In [4]:
import speech_recognition as sr
from pydub import AudioSegment

In [12]:
def transcribe_audio(file_path):
    recognizer = sr.Recognizer()
    audio_file = sr.AudioFile(file_path)
    with audio_file as source:
        audio_data = recognizer.record(source)
    return recognizer.recognize_google(audio_data, show_all=True)

In [13]:
def find_word_timestamps(transcript, target_phrase):
    word_timestamps = []
    for result in transcript["results"]:
        for alternative in result["alternatives"]:
            words_info = alternative.get("words", [])
            for word_info in words_info:
                word = word_info["word"]
                if word.lower() in target_phrase.lower():
                    start_time = word_info["startTime"]
                    end_time = word_info["endTime"]
                    start_offset = max(0, int(start_time[:-1]) / 1000 - 0.07)  # Convert to seconds and add offset
                    end_offset = int(end_time[:-1]) / 1000 + 0.02  # Convert to seconds and add offset
                    word_timestamps.append((start_offset, end_offset))
    return word_timestamps

In [14]:
def split_audio(file_path, timestamps, output_paths):
    audio = AudioSegment.from_wav(file_path)
    for (start, end), output_path in zip(timestamps, output_paths):
        extract = audio[start * 1000:end * 1000]  # convert to milliseconds
        extract.export(output_path, format="wav")


In [17]:
def main():
    input_audio_path = "E:\\voiceData\Data-2.wav"  # path to your input wav file
    phrases_to_find = [
        "London, the capital city of the United",
        "the City of London is the historic",
        "of London.
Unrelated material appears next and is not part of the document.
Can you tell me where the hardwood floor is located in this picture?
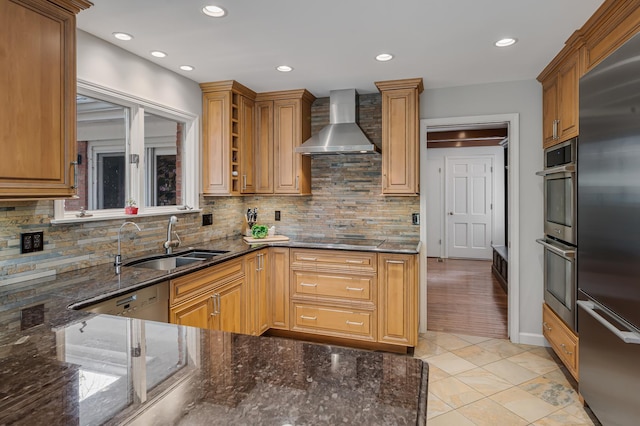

The city's boundaries have remained",
        "daytime workforce, the City is always alive"
    ]
    output_files = [
        "Suara-1.wav",
        "Suara-2.wav",
        "Suara-3.wav",
        "Suara-4.wav"
    ]

    transcript = transcribe_audio(input_audio_path)
    if "results" not in transcript:
        print("Transcription did not return expected results format.")
        return
    
    timestamps = []
    for phrase in phrases_to_find:
        phrase_timestamps = find_word_timestamps(transcript, phrase)
        if phrase_timestamps:
            timestamps.append(phrase_timestamps[0])  # Assume we only need the first occurrence
        else:
            print(f"Phrase '{phrase}' not found in the audio.")

    if len(timestamps) == len(output_files):
        split_audio(input_audio_path, timestamps, output_files)
    else:
        print("Mismatch between number of found phrases and output files.")

In [18]:
if __name__ == "__main__":
    main()

Transcription did not return expected results format.